Страница 10 из 19
— А он достаточно опытен в расследовании убийств?
— Она, — поправил меня Пеллегрино. — Наш шеф — женщина.
— В самом деле?
— Да. Это выборная должность. Она набрала достаточно голосов.
В его голосе я уловил явные нотки сожаления и покорности судьбе. Таким тоном обычно объявляют о крупном поражении своей команды. Имеем то, что имеем.
— Вы боролись за это назначение? — спросил я.
— Мы все за него боролись, — ответил он. — Кроме детектива. Он уже мучился со своими почками.

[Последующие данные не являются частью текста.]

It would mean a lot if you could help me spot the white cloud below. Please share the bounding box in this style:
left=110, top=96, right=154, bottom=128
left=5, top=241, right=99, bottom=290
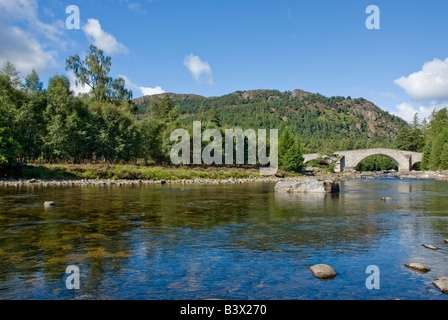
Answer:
left=118, top=75, right=165, bottom=96
left=184, top=53, right=213, bottom=84
left=393, top=102, right=447, bottom=122
left=0, top=0, right=65, bottom=73
left=0, top=27, right=56, bottom=74
left=82, top=19, right=129, bottom=54
left=395, top=58, right=448, bottom=101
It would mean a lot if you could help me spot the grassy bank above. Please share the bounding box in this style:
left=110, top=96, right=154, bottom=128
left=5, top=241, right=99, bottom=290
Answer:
left=3, top=164, right=297, bottom=180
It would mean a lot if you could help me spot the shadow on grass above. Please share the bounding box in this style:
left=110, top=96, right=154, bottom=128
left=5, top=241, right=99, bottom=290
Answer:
left=7, top=165, right=79, bottom=180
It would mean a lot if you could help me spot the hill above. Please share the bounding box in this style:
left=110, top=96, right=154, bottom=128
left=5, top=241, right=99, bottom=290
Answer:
left=133, top=89, right=408, bottom=152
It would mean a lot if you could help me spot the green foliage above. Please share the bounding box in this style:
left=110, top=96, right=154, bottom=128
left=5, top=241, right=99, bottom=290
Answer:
left=278, top=129, right=304, bottom=172
left=356, top=155, right=398, bottom=171
left=394, top=127, right=425, bottom=152
left=421, top=108, right=448, bottom=170
left=66, top=45, right=132, bottom=102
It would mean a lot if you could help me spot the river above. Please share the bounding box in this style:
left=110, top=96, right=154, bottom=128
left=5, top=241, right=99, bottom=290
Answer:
left=0, top=178, right=448, bottom=300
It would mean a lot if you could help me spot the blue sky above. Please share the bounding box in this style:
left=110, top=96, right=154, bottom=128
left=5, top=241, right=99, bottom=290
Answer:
left=0, top=0, right=448, bottom=120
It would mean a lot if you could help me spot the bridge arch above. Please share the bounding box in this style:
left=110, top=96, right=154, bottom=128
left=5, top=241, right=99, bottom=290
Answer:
left=304, top=148, right=423, bottom=172
left=355, top=153, right=400, bottom=168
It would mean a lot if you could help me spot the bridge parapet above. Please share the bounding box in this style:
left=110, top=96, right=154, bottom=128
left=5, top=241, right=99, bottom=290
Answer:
left=304, top=148, right=423, bottom=172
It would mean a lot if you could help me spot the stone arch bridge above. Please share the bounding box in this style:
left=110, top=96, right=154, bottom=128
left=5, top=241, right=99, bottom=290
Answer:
left=303, top=148, right=423, bottom=172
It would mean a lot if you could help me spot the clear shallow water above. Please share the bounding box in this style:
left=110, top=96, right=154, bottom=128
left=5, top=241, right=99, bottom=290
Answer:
left=0, top=179, right=448, bottom=300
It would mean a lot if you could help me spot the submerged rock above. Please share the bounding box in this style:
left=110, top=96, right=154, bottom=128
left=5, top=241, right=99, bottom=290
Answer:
left=310, top=263, right=336, bottom=279
left=405, top=262, right=431, bottom=273
left=432, top=277, right=448, bottom=294
left=275, top=179, right=339, bottom=193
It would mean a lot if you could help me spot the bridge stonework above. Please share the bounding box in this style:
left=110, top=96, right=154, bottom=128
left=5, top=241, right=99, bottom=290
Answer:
left=303, top=148, right=423, bottom=172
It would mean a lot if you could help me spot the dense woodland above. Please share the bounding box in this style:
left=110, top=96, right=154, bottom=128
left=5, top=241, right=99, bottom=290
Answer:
left=0, top=46, right=448, bottom=176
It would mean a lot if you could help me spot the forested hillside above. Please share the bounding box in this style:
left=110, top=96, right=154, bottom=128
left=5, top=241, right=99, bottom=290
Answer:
left=133, top=90, right=408, bottom=152
left=0, top=46, right=448, bottom=177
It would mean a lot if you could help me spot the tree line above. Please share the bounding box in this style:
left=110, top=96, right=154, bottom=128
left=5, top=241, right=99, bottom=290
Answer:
left=0, top=46, right=303, bottom=172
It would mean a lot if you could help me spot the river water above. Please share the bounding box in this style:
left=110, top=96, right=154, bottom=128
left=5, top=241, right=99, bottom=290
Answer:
left=0, top=178, right=448, bottom=300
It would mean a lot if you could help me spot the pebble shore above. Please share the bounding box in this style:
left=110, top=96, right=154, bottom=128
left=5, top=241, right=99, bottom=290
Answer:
left=0, top=170, right=448, bottom=187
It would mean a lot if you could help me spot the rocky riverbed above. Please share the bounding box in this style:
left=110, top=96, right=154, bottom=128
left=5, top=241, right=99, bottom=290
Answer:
left=0, top=170, right=448, bottom=187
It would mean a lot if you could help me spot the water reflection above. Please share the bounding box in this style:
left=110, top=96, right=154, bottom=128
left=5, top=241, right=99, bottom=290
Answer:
left=0, top=179, right=448, bottom=299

Я ничего не сказал в ответ. Машину вдруг стало трясти и качать. Шины автомобиля Пеллегрино были стертыми и мягкими. Машина шла по щебеночно-асфальтовому покрытию, издавая при этом глухое рычание. Впереди вечерняя мгла успела уже окончательно сгуститься. Пеллегрино включил фары, свет которых освещал дорогу примерно на пятнадцать футов впереди. А дальше была непроглядная темень. Дорога была прямая, как тоннель, проложенный среди деревьев. Деревья переплелись ветками, но как-то по-особому, словно каждое дерево старалось обеспечить себе лучшие условия; как сорняки, старающиеся ухватить побольше света, воздуха и минералов, ведущие себя так, будто сто лет назад сбросили семена на вспаханную, но покинутую пашню. Свет фар время от времени вырывал сплетения веток из тьмы, и тогда они казались неподвижными, словно замороженными. Рядом с одним из боковых проездов я заметил косо висящий знак-указатель; на его выгоревшей от солнца поверхности темнели ржавые пятна величиной с монету, появившиеся после того, как краска облупилась. Это была реклама отеля под названием «Туссен», сулившая такие же условия, как в отелях на Мейн-стрит и номера наивысшего качества.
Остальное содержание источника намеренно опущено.